If the key is looking like I belong, I clearly failed yesterday. You wouldn't think getting on the el train would be that difficult, but for me it was clearly challenging. I mean c'mon, there are people who ride the train who's native language is NOT English, so why do I have such a hard time?
It actually started off well. I thought I was so clever with my ridiculously large bag by taking the elevator to the stop below ground at State Street and Chicago Avenue. But when I got to the bottom I began to panic a little bit. There was a single entrance with a handicap symbol on it. Should I use it or shouldn't I? Will I get yelled at by a cranky CTA worker? I thought about all the times I'd gone into a public restroom and the only stall left was for handicapped people. Do you go in and chance that someone in a wheelchair is cursing you outside the stall? Or do you leave it open and chance the people behind you in line with ridicule and yell at you for not moving up in line? I opted not to use it, instead going to the insanely small public entrances. If overweight people use it, I can fit, right? WRONG!

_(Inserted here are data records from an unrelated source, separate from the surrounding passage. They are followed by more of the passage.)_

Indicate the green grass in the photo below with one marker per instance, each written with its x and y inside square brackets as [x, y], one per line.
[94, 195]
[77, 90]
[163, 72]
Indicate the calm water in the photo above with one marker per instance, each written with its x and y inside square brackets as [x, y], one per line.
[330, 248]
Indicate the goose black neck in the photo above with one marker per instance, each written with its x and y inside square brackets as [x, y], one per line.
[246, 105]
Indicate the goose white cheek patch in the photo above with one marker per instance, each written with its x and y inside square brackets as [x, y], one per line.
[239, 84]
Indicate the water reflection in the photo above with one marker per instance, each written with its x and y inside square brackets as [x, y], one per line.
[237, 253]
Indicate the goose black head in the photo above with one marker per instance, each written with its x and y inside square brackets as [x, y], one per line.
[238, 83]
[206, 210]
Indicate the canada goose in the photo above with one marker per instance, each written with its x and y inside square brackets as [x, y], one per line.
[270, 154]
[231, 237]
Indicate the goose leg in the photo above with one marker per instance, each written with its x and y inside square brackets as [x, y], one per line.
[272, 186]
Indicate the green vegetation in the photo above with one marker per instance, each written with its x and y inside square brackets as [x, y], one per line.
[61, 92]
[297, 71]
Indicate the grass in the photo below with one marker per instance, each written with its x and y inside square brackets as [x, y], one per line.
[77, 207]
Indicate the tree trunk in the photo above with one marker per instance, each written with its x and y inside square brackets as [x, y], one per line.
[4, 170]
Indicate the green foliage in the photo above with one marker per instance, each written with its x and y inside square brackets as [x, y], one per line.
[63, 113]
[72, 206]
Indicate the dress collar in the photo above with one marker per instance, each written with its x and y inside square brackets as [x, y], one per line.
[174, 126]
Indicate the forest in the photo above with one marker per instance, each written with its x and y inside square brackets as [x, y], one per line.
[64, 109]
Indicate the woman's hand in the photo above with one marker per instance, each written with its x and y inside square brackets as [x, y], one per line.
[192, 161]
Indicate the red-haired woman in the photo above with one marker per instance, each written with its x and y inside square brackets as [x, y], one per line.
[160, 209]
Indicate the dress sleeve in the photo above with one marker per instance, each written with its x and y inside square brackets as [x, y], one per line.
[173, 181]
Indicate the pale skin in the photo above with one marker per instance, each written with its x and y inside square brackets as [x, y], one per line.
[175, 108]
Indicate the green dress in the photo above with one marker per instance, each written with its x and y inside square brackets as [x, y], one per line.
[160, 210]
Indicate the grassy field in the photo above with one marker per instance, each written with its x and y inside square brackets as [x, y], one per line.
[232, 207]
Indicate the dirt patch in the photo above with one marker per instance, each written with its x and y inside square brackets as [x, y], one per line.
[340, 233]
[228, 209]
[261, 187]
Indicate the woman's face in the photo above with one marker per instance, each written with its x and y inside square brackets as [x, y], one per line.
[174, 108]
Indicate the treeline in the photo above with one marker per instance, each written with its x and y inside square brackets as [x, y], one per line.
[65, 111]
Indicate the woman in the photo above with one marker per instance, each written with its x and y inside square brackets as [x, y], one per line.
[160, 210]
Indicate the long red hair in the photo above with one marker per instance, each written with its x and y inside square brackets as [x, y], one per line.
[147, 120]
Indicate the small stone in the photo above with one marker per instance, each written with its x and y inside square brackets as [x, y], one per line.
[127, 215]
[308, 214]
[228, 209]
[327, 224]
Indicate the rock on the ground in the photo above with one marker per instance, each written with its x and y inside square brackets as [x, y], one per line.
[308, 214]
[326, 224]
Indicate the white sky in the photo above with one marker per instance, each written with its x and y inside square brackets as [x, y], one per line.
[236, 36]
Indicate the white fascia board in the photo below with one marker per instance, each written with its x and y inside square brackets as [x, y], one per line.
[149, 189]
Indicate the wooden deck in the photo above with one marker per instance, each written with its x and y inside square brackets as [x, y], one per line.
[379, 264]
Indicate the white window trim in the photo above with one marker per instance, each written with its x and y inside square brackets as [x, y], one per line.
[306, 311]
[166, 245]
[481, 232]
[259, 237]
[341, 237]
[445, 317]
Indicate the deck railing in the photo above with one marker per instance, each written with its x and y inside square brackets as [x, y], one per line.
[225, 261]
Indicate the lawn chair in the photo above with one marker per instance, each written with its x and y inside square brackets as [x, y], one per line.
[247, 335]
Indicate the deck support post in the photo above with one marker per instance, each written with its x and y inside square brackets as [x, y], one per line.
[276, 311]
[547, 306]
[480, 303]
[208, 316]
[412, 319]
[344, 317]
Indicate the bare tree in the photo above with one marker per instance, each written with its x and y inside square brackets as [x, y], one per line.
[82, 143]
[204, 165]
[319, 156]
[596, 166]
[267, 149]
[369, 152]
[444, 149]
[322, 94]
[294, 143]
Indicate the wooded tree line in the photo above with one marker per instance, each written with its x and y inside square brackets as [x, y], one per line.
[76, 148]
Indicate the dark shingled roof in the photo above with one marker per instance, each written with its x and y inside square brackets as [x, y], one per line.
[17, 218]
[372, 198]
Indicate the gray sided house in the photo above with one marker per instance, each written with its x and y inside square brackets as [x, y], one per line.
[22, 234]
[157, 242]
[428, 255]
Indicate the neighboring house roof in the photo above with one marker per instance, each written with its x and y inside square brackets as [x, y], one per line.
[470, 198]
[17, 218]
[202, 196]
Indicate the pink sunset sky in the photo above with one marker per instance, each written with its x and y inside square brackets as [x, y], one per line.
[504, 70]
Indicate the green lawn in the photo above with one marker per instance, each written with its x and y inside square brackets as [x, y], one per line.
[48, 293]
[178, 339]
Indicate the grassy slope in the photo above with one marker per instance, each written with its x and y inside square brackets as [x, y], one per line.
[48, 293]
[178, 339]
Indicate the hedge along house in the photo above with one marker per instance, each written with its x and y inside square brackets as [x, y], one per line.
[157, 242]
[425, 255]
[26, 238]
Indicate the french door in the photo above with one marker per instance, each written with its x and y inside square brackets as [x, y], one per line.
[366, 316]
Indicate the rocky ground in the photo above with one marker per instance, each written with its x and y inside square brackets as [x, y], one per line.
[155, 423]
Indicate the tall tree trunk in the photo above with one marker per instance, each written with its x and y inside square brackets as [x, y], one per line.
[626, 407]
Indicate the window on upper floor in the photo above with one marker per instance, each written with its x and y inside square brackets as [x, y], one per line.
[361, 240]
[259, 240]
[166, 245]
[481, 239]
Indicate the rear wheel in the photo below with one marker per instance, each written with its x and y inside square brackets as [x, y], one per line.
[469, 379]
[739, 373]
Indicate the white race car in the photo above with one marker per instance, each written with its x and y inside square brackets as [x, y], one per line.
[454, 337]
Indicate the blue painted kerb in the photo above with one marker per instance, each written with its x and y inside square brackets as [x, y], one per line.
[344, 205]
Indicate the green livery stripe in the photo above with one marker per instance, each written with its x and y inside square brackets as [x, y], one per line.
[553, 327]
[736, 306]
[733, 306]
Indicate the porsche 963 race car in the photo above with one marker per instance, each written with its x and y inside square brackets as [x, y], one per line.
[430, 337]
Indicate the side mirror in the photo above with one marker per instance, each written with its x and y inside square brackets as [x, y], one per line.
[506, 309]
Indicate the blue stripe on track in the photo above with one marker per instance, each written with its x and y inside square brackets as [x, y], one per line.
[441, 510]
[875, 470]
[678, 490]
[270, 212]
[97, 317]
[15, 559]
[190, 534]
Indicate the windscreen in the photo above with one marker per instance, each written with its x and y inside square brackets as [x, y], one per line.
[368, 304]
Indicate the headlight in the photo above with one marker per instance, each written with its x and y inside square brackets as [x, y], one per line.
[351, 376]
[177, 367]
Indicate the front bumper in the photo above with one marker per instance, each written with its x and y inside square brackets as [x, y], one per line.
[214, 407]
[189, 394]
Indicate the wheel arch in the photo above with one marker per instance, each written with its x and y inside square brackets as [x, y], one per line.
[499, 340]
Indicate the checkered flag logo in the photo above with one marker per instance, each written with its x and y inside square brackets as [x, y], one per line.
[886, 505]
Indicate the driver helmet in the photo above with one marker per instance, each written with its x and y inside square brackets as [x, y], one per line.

So I put the pre-paid card in (yes, the right way!), but then I quickly realize I cannot fit my body and my ridiculously large bag at the same time. And with the pressure of people lining up behind me, I'm frozen in fear. That's when my white knight in the dark underground appeared. He yelled, "I'll help ya, I'll help ya!" He ran over to me and lifted my bag over the counter. I told him, "Thank you, you're awesome!" To that gentleman who helped me on 8/27/09 around 3:25 p.m., you're a godsend.
Now that the bag debacle is behind me, I get ready to board the train. I only had to wait a few minutes until it arrived. Phew! Of course, when I get on dirty looks run rampant because of my ridiculously large bag. I finally get to Roosevelt. Good, I clearly remember my fiance telling me to get off at Roosevelt and then get on the Orange line to Midway. I climb an enourmous flight of stairs (because let's face it, do the escalators ever work?) hoping I don't pass out mid-flight and have my ridiculously large bag fall on top of me. I get on the train and think, "hmm, that's weird that no one else has a bag." But I let the thought pass and keep going. I later realize NOTHING looks familiar so I look up above the door. Crap, I'm on the Green line. I call my fiance Mike, but he doesn't answer. Oh yeah, he had a 3:00 p.m. meeting. He texts me though and asks if everything is okay. "No!" I reply, "I'm on the Green." He tells me to backtrack and be careful because that train is sketchy.
So I backtrack to the station thinking I'll find that I made a stupid mistake. Oh no, I got on at the track that has an orange sign and says "Midway." But oh, now I see..it also has green. I guess these tracks lead to more than one destination.
I always thought living in a city would be so glamourous. There's nothing glamourous about my sweaty armpits. When I finally get on the train I see businessmen with their tan colored Samsonite suitcases. Awe, I sigh and take a deep breath of the polluted air.